Facebook Libra: Vitalik Buterin sieht einen „Weckruf für Regierungen“ in Libra

Das Facebook-Krypto-Projekt Libra hat in den vergangenen Monaten erheblichen Gegenwind erhalten. Seit seiner Ankündigung im Juni wurden Einwände von Regulierungsbehörden auf der ganzen Welt erhoben. Kürzlich kündigte der französische Finanzminister Bruno Le Maire an, dass sie die Nutzung von Libra in ihrem Land nicht zulassen werden, da sie die Währungssouveränität der Regierung bedroht. Unmittelbar nach der Erklärung Frankreichs folgte Deutschland.

Der nächste Kritiker ist nun der Ethereum Erfinder, Vitalik Buterin, der seine Gedanken über Libra auch in einem Interview mit Globes mitteilte. Als Buterin nach seinen Überlegungen zu den anhaltenden Kontroversen um Libra gefragt wurde, sagte er, dass die derzeitige Struktur von Libra für die Privatsphäre nicht gut aussieht, da das Unternehmen keine Mittel hat, um die privaten Daten der Kunden zu schützen.

Das aktuelle Arbeitsmodell von Libra erwartet von seinen Kunden, dass sie ihre Währungen in Custody Wallets aufbewahren, was nicht nur aus Datenschutzsicht schlecht ist, sondern auch, weil es sich nicht von den bestehenden konventionellen Finanzsystemen unterscheidet, in denen Unternehmen einen Prozess der Kundenerkennung durchführen müssen. Buterin sagte, dass dies ein großes Problem für Libra sein könnte. Buterin erklärte:

Libra wurde noch nicht gestartet, so dass sich bis dahin viele Dinge ändern können. Die derzeit geplante Struktur von Libra ist nicht die beste für die Privatsphäre. Sie haben nicht wirklich Mittel, um die Privatsphäre der Nutzer zu schützen. […] Tatsächlich erwartet Facebook von den meisten Libra-Nutzern, dass sie ihre Währungen in Custody-Wallets aufbewahren. Ein Datenschutzmodell in einer solchen Struktur unterscheidet sich im Wesentlichen nicht von dem herkömmlichenr Finanzsystem.

Buterin machte jedoch deutlich, dass Libra, da es noch nicht eingeführt wurde, noch vor der offiziellen Veröffentlichung an diesen Aspekten arbeiten kann. Buterin nannte Libra auch einen „Weckruf für Regierungen“, da Länder wie China in Aktion getreten waren, um ihr nationales CBDC-Programm zu beschleunigen, nachdem Facebook sein Stablecoin Projekt angekündigt hatte. Buterin sagte weiterhin:

Meiner Meinung nach sind Projekte, wie Libra ein Weckruf für die Regierungen, die jetzt erkennen, dass sie, wenn sie die Technologie ihrer souveränen Währungen nicht revidieren, Wettbewerb haben werden. Daher sehen wir jetzt ein großes Interesse an der Schaffung einer souveränen digitalen Währung.

Gegenwird für Libra

Bereits letzte Wochte tauchten Berichte auf, dass Frankreich Libra in Europa blockieren will. Die Londoner City A.M. hat einen angeblich von der AFP herausgegebenen Bericht veröffentlicht, wonach die Regulierungsbehörden in Frankreich daran interessiert sind, das Kryptowährungsprojekt Libra zu blockieren, da es eine Bedrohung für die „Währungssouveränität“ darstellt. Zur Eröffnung einer OECD-Konferenz über Kryptowährungen sagte der französische Wirtschafts- und Finanzminister Bruno Le Maire:

Ich möchte ganz klar sagen: Unter diesen Bedingungen können wir die Entwicklung von Libra  auf europäischem Boden nicht genehmigen.

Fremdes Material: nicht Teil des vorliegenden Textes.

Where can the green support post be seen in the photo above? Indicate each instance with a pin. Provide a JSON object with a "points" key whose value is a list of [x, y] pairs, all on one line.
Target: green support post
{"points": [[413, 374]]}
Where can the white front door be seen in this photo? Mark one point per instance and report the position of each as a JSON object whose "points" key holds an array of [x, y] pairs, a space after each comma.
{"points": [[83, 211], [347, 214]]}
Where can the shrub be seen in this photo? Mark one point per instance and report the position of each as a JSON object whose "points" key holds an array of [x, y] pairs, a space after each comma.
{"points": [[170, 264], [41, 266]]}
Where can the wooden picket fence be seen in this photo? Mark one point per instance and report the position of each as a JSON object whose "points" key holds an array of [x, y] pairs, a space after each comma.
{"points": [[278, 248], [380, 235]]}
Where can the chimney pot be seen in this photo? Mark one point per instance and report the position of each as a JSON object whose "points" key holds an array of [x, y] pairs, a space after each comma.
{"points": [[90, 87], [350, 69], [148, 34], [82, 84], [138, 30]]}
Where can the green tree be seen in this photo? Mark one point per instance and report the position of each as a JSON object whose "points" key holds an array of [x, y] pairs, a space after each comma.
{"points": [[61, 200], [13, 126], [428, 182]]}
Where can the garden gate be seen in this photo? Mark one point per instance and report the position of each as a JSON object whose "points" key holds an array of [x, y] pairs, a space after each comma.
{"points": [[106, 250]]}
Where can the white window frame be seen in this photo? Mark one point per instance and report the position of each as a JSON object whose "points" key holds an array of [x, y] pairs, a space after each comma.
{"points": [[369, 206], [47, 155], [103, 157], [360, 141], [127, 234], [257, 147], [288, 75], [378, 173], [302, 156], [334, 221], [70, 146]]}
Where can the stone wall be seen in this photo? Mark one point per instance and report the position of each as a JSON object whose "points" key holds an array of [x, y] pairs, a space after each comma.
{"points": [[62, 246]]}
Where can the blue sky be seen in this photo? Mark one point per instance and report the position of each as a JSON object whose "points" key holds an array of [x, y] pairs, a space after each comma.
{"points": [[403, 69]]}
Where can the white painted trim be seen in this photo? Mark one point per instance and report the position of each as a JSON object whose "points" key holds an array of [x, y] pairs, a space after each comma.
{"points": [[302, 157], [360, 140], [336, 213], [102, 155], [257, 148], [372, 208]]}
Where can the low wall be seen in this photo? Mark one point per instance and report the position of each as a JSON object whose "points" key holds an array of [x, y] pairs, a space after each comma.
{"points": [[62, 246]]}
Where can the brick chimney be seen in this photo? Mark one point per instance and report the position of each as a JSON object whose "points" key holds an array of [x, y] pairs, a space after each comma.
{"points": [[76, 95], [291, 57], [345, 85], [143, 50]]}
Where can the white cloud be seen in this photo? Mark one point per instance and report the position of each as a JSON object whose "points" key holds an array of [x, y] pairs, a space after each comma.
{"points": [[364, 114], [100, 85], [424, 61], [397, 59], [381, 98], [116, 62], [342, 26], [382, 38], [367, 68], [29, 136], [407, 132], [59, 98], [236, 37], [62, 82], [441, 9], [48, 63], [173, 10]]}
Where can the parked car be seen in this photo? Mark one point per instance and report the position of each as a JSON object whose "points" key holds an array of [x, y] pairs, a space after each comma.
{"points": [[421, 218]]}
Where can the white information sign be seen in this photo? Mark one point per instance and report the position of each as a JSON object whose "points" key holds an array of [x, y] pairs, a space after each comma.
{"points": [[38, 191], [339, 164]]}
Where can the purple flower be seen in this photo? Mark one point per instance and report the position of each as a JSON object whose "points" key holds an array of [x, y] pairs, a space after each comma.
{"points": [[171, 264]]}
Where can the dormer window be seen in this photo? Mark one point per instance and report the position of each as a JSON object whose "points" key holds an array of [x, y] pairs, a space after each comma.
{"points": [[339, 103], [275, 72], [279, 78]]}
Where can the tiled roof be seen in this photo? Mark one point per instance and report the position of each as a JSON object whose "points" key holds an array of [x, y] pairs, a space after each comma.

Die Kryptowährung Libra von Facebook wurde Anfang des Jahres angekündigt und soll irgendwann im Jahr 2020 eingeführt werden. Sie wurde entwickelt, um es Menschen zu ermöglichen, Zahlungen über die App-Suite von Facebook durchzuführen, einschließlich WhatsApp und Facebook Messenger, die von Milliarden von Menschen auf der ganzen Welt genutzt werden.

Facebook hat bereits gesagt, dass es sich mit dem Start von Libra zurückhalten wird, bis es die Bedenken der Regulierungsbehörden auf der ganzen Welt erfüllt hat. Als Reaktion auf die jüngsten Entwicklungen sagte der Leiter für Kommunikation von Libra, Dante Disparte, dass die Kommentare von Herrn Le Maire „die Bedeutung der Zusammenarbeit mit den Regulierungsbehörden weiter unterstreichen“.